I have listened to a couple of podcasts recently that proclaimed the value of “Just Do It” in model railroading. Both Model Rail Radio and The Model Railway Show have had segments that have basically said to quit planning, collecting, drawing, waiting, and generally procrastinating, but to instead just go ahead and build something. Anything. No matter how small or imperfect. The theory is that we need to break the ice and loose the entropy. I for one am great for analysis-paralysis. I will analyze and plan till the cows come home but never get anything done. It is much easier to surf eBay and buy parts that to actually put knife and glue to wood and get something accomplished.
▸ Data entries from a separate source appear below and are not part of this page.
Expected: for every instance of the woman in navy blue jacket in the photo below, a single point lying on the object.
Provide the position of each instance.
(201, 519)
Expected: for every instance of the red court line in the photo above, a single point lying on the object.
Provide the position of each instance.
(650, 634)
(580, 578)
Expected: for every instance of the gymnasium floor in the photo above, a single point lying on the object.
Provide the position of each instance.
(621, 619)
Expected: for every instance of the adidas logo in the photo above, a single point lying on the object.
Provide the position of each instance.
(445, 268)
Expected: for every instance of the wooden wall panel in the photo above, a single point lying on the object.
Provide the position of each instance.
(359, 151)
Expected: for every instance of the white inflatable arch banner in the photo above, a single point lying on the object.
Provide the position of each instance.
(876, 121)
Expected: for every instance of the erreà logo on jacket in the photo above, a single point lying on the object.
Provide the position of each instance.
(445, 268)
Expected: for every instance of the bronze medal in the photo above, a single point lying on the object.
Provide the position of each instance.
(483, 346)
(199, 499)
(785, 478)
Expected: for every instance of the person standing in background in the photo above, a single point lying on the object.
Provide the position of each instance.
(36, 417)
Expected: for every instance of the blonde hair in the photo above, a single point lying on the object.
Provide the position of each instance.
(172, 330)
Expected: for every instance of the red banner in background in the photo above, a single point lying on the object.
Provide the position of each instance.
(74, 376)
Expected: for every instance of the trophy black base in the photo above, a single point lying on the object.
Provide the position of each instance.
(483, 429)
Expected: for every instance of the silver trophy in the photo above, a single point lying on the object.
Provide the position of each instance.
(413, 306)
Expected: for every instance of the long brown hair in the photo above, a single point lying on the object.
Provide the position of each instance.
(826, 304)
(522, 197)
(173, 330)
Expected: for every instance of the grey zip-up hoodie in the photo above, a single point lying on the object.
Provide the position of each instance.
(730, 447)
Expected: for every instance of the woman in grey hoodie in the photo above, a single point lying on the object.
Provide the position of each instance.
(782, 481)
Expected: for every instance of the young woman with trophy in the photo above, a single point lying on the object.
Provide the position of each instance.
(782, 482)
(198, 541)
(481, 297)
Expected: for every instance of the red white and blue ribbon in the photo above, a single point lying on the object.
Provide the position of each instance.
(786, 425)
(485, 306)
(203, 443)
But anyway, I decide to shock myself out of my plans and build a small layout no matter what. It is intentionally very small, only 1′ by 3′, and N scale so that it can fit on the book shelf at my office. I have a new job and they keep asking about my trains there, so this should be a perfect ice breaker. And yes, they are fine with me bringing it in. It is in the pediatrics department of a hospital by the way!

I am calling this little layout EuroNook, since it is going to be in continental European outline and in the basic configuration of an Inglenook. Probably going to be kind of Swiss/German. The Inglenook is billed as a “classic British shunting puzzle”. Much to my wife’s dismay, this is not a roundy-round American type of layout but one that stresses brain work and steady switching to keep the railroader’s attention. Basic theory involves having various cars on the track and using a sigle engine to switch them around to put them in a desired order on the main track. think of it as a railroad version of one of those slide-the-block kind of puzzles.

Picture 1 is of the bottom of the baseboard with small feed attached to raise the board a bit, aid in it balancing, prevent it from scratching a table or shelf, and let there be space underneath for an odd wire or two.